Elevated rate of 500 Errors while Querying in GCP US Central region
Incident Report for InfluxDB Cloud
Postmortem

Summary

From 16:32 UTC to 18:04 UTC on 2022-04-28, users in the GCP US Central region experienced query and task unavailability caused by nodes for both replicas of two storage partitions going offline. Writes were not affected during this incident. 

Background

InfluxDB Cloud uses multiple nodes to store data in a highly available way.
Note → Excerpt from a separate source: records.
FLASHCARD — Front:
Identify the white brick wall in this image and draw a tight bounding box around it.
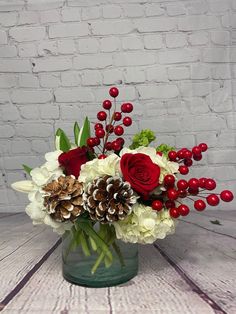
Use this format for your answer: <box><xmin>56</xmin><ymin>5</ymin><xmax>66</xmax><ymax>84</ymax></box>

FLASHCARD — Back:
<box><xmin>0</xmin><ymin>0</ymin><xmax>236</xmax><ymax>211</ymax></box>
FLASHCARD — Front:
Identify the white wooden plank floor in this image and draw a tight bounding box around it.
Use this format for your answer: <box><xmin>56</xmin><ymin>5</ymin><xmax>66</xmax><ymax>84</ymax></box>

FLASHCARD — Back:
<box><xmin>0</xmin><ymin>210</ymin><xmax>236</xmax><ymax>314</ymax></box>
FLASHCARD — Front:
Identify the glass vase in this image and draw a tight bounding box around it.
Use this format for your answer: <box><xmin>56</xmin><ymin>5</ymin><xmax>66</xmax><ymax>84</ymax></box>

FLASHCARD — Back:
<box><xmin>62</xmin><ymin>226</ymin><xmax>138</xmax><ymax>288</ymax></box>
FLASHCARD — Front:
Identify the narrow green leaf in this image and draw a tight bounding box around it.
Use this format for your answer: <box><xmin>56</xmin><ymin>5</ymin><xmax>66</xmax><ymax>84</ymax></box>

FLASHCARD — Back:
<box><xmin>74</xmin><ymin>122</ymin><xmax>80</xmax><ymax>146</ymax></box>
<box><xmin>78</xmin><ymin>117</ymin><xmax>90</xmax><ymax>147</ymax></box>
<box><xmin>56</xmin><ymin>129</ymin><xmax>71</xmax><ymax>152</ymax></box>
<box><xmin>22</xmin><ymin>165</ymin><xmax>33</xmax><ymax>175</ymax></box>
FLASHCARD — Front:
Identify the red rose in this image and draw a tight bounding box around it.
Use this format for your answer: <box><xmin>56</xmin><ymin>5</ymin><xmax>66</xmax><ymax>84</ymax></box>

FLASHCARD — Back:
<box><xmin>58</xmin><ymin>147</ymin><xmax>88</xmax><ymax>178</ymax></box>
<box><xmin>120</xmin><ymin>153</ymin><xmax>160</xmax><ymax>198</ymax></box>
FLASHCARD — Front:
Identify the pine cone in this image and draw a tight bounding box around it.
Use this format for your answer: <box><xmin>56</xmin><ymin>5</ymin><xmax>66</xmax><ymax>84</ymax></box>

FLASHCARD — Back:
<box><xmin>43</xmin><ymin>176</ymin><xmax>84</xmax><ymax>222</ymax></box>
<box><xmin>84</xmin><ymin>176</ymin><xmax>137</xmax><ymax>223</ymax></box>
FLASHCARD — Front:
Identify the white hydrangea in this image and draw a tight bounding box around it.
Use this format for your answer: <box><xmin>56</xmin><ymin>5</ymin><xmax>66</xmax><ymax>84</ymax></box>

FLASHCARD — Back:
<box><xmin>114</xmin><ymin>203</ymin><xmax>175</xmax><ymax>244</ymax></box>
<box><xmin>120</xmin><ymin>146</ymin><xmax>179</xmax><ymax>183</ymax></box>
<box><xmin>12</xmin><ymin>150</ymin><xmax>71</xmax><ymax>234</ymax></box>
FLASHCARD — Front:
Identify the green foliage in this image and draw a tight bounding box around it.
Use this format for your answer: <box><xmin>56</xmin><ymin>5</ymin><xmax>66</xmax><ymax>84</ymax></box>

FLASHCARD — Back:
<box><xmin>156</xmin><ymin>144</ymin><xmax>175</xmax><ymax>157</ymax></box>
<box><xmin>129</xmin><ymin>129</ymin><xmax>156</xmax><ymax>149</ymax></box>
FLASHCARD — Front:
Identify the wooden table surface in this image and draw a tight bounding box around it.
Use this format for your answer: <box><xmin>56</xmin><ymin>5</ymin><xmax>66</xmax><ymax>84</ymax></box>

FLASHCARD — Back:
<box><xmin>0</xmin><ymin>210</ymin><xmax>236</xmax><ymax>314</ymax></box>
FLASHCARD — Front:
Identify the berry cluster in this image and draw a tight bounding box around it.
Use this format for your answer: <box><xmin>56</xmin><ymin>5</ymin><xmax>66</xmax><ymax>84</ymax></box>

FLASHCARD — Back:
<box><xmin>152</xmin><ymin>143</ymin><xmax>234</xmax><ymax>218</ymax></box>
<box><xmin>87</xmin><ymin>87</ymin><xmax>133</xmax><ymax>159</ymax></box>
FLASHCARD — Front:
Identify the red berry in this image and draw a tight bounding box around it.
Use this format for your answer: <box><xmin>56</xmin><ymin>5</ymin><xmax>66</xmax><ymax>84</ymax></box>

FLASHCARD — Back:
<box><xmin>178</xmin><ymin>204</ymin><xmax>190</xmax><ymax>216</ymax></box>
<box><xmin>95</xmin><ymin>129</ymin><xmax>105</xmax><ymax>138</ymax></box>
<box><xmin>179</xmin><ymin>166</ymin><xmax>189</xmax><ymax>175</ymax></box>
<box><xmin>105</xmin><ymin>142</ymin><xmax>112</xmax><ymax>150</ymax></box>
<box><xmin>169</xmin><ymin>207</ymin><xmax>179</xmax><ymax>218</ymax></box>
<box><xmin>98</xmin><ymin>154</ymin><xmax>107</xmax><ymax>159</ymax></box>
<box><xmin>165</xmin><ymin>200</ymin><xmax>175</xmax><ymax>208</ymax></box>
<box><xmin>114</xmin><ymin>111</ymin><xmax>122</xmax><ymax>121</ymax></box>
<box><xmin>121</xmin><ymin>102</ymin><xmax>134</xmax><ymax>113</ymax></box>
<box><xmin>87</xmin><ymin>137</ymin><xmax>95</xmax><ymax>147</ymax></box>
<box><xmin>192</xmin><ymin>146</ymin><xmax>202</xmax><ymax>155</ymax></box>
<box><xmin>168</xmin><ymin>150</ymin><xmax>177</xmax><ymax>161</ymax></box>
<box><xmin>102</xmin><ymin>99</ymin><xmax>112</xmax><ymax>110</ymax></box>
<box><xmin>164</xmin><ymin>174</ymin><xmax>175</xmax><ymax>187</ymax></box>
<box><xmin>106</xmin><ymin>124</ymin><xmax>114</xmax><ymax>133</ymax></box>
<box><xmin>123</xmin><ymin>117</ymin><xmax>132</xmax><ymax>126</ymax></box>
<box><xmin>152</xmin><ymin>200</ymin><xmax>163</xmax><ymax>211</ymax></box>
<box><xmin>198</xmin><ymin>178</ymin><xmax>207</xmax><ymax>189</ymax></box>
<box><xmin>184</xmin><ymin>159</ymin><xmax>193</xmax><ymax>167</ymax></box>
<box><xmin>109</xmin><ymin>87</ymin><xmax>119</xmax><ymax>98</ymax></box>
<box><xmin>94</xmin><ymin>123</ymin><xmax>103</xmax><ymax>130</ymax></box>
<box><xmin>167</xmin><ymin>189</ymin><xmax>179</xmax><ymax>201</ymax></box>
<box><xmin>206</xmin><ymin>194</ymin><xmax>220</xmax><ymax>206</ymax></box>
<box><xmin>114</xmin><ymin>125</ymin><xmax>124</xmax><ymax>136</ymax></box>
<box><xmin>205</xmin><ymin>179</ymin><xmax>216</xmax><ymax>191</ymax></box>
<box><xmin>220</xmin><ymin>190</ymin><xmax>234</xmax><ymax>202</ymax></box>
<box><xmin>193</xmin><ymin>154</ymin><xmax>202</xmax><ymax>161</ymax></box>
<box><xmin>177</xmin><ymin>180</ymin><xmax>188</xmax><ymax>190</ymax></box>
<box><xmin>194</xmin><ymin>200</ymin><xmax>206</xmax><ymax>212</ymax></box>
<box><xmin>188</xmin><ymin>178</ymin><xmax>199</xmax><ymax>190</ymax></box>
<box><xmin>97</xmin><ymin>111</ymin><xmax>107</xmax><ymax>121</ymax></box>
<box><xmin>198</xmin><ymin>143</ymin><xmax>208</xmax><ymax>152</ymax></box>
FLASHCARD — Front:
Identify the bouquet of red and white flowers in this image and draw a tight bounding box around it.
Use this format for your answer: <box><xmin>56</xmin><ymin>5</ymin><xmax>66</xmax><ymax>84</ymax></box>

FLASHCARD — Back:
<box><xmin>12</xmin><ymin>87</ymin><xmax>233</xmax><ymax>280</ymax></box>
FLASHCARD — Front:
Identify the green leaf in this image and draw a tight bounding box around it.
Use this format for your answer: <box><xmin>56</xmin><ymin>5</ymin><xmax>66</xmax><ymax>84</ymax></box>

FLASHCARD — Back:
<box><xmin>22</xmin><ymin>165</ymin><xmax>33</xmax><ymax>175</ymax></box>
<box><xmin>56</xmin><ymin>129</ymin><xmax>71</xmax><ymax>152</ymax></box>
<box><xmin>78</xmin><ymin>117</ymin><xmax>90</xmax><ymax>147</ymax></box>
<box><xmin>74</xmin><ymin>122</ymin><xmax>80</xmax><ymax>146</ymax></box>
This architecture relies on one or both duplicates of data being available to serve queries. 

Trigger

This incident was triggered by two independent events coinciding:

  1. Routine scaling operations 
  2. GCP maintenance operations

Contributing Factors

  1. Disk scaling operations increase the pod recovery time, because rebuilding the storage pods after replacing the disks is slower than a typical restart. 
  2. When GCP replaces a node, after a 1h timeout expires, GCP proceeds

Timeline

  • 16:32 UTC partition not found errors begin
  • 16:52 UTC both partition replicas recovering
  • 16:58 UTC GCP node replacement identified as the cause of the second replica going down
  • 16:59 UTC storage node killed to force rescheduling
  • 17:34 UTC storage replica killed (two partitions are down)
  • 17:51 UTC first storage partition back online
  • 18:04 UTC second storage partition back online
  • 18:04 UTC service restored

Future Mitigations

  • Update storage-controller to not recreate persistent volume claims while the other pod is unhealthy
  • Accelerate pod recovery during disk scaling operations
Posted May 10, 2022 - 16:54 UTC

Resolved
This incident has been resolved.
Posted Apr 28, 2022 - 19:23 UTC
Monitoring
A fix has been implemented and we are monitoring the results.
Posted Apr 28, 2022 - 18:53 UTC
Investigating
There are elevated rates of 500 Errors while querying in GCP US Central region. Tasks during this outage will fail and need to be manually retried after the outage.
Posted Apr 28, 2022 - 17:09 UTC
This incident affected: Google Cloud: Iowa, US-Central (API Queries, Tasks).